For every reduction of 10,000 military personnel the U.S. saves about $1 billion annually, said Adams.

Former Defense Secretary Robert Gates in January said the Army strength will be reduced by 27,000 starting in 2015 and the Marines’ head count will decline by about 20,000. Both services may have to cut more, Adams said.

Reforming the Pentagon’s health care and military compensation system may yield additional savings, Adams said. Still, lawmakers shy away from the measure because it reduces benefits, Adams said. “That’s the third rail.”

The Congressional Budget Office in a June 2009 report said reforming the military’s Tri-Care health-care system could save as much as $60 billion by 2020.

F-35 Jets

Reducing the military’s strength may allow the Pentagon to avoid buying new weapons and equipment needed for a larger force.

Lockheed Martin Corp.’s F-35 Joint Strike Fighter, the Pentagon’s largest program at $382 billion, is in the crosshairs of several deficit-reduction studies. None of them have been endorsed by the Pentagon.

Canceling or delaying the U.S. Air Force version of the F- 35 jet and replacing it with a more modern version of the F-16 plane, also made by Lockheed, would save about $47.9 billion, according to “Debt, Deficits, & Defense,” published in June 2010.

The report was prepared by the Sustainable Defense Task Force, whose members were drawn from 14 think tanks including the Cato Institute, the New America Foundation and Taxpayers for Common Sense.
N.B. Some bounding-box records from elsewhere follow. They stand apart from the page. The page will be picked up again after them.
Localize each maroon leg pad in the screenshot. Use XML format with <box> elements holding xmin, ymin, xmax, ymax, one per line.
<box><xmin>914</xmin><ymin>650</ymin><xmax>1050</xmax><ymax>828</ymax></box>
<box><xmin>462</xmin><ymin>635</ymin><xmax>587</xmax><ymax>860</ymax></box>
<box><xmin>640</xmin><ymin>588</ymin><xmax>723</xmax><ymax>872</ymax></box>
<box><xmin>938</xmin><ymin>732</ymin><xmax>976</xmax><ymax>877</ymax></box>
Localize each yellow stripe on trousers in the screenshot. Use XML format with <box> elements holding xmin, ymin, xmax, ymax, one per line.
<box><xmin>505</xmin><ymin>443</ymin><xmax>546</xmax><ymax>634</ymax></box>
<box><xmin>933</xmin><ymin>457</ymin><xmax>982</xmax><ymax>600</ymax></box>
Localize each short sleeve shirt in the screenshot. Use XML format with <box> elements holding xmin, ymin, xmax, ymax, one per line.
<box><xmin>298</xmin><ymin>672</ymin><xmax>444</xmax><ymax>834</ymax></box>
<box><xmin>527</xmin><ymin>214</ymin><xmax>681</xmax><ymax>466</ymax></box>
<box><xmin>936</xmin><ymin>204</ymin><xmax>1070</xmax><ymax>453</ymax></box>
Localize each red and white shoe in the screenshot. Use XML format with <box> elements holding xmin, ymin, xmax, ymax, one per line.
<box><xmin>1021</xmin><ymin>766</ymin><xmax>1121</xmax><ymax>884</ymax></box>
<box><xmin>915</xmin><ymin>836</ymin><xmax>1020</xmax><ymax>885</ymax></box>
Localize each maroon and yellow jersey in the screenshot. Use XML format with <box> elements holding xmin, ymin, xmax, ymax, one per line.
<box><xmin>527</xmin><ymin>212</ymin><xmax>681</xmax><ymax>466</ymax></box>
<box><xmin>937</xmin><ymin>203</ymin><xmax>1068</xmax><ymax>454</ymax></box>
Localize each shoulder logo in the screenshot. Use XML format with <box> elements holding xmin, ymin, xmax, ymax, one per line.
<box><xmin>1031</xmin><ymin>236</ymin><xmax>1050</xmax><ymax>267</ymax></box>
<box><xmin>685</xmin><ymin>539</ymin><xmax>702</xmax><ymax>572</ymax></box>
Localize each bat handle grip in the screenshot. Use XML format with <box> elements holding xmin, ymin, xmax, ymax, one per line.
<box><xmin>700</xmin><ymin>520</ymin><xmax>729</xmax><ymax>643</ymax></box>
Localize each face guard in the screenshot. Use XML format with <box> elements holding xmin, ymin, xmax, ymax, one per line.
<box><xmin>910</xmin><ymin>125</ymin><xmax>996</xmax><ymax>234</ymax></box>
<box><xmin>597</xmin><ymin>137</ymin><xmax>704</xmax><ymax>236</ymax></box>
The Pentagon plans to buy 2,443 F-35 planes whose development has been delayed and costs have grown.

V-22 Osprey

The Task Force and the Bowles-Simpson proposals also recommended eliminating the Expeditionary Fighting Vehicle developed by General Dynamics Corp. for the Marine Corps. Gates agreed, cutting it out of the Pentagon’s 2012 budget proposal that is awaiting congressional approval.

Both panels proposed capping production of the V-22 Osprey, a Marine Corps tilt-rotor aircraft made by Boeing and Textron Inc., at 288 planes. Sikorsky Aircraft Corp.’s MH-60 Black Hawks could be substituted, they said. Halting V-22 production would save as much as $12 billion, the Debt, Deficits & Defense study said.

The Pentagon intends to buy another 122 V-22s valued at about $8 billion in addition to the 174 already on contract, Sean Stackley, the Navy’s top weapons buyer said.

The number of Navy aircraft carriers may also decline from the current 11.

Spending cuts may extend beyond people and weapons to other expenditures not directly tied to military operations.

Grocery Stores

If the Defense Commissary Agency were a private corporation, it would be one of the largest grocery-store chains with about $6 billion in annual sales, Coburn said in his report. Previous administrations have attempted to eliminate the subsidy and failed because retirees including military chiefs of staff are loath to give up that benefit, Adams said.

Reducing overhead costs alone may contribute as much as $120 billion of defense spending, Gates said on his last day in office.

Such costs were $212 billion in the 2010 fiscal year, larger than the gross domestic product of Israel, a July 2010 report prepared by the Defense Business Board said. Its members include management consultants, former executives of defense contractors and retired defense officials.

The group, whose annual operating cost is about $750,000, advises the defense secretary about “best business practices,” according to its website. If the overhead cost was a “separate country, it would rank 49th in GDP” among the world’s nations, the advisory board said.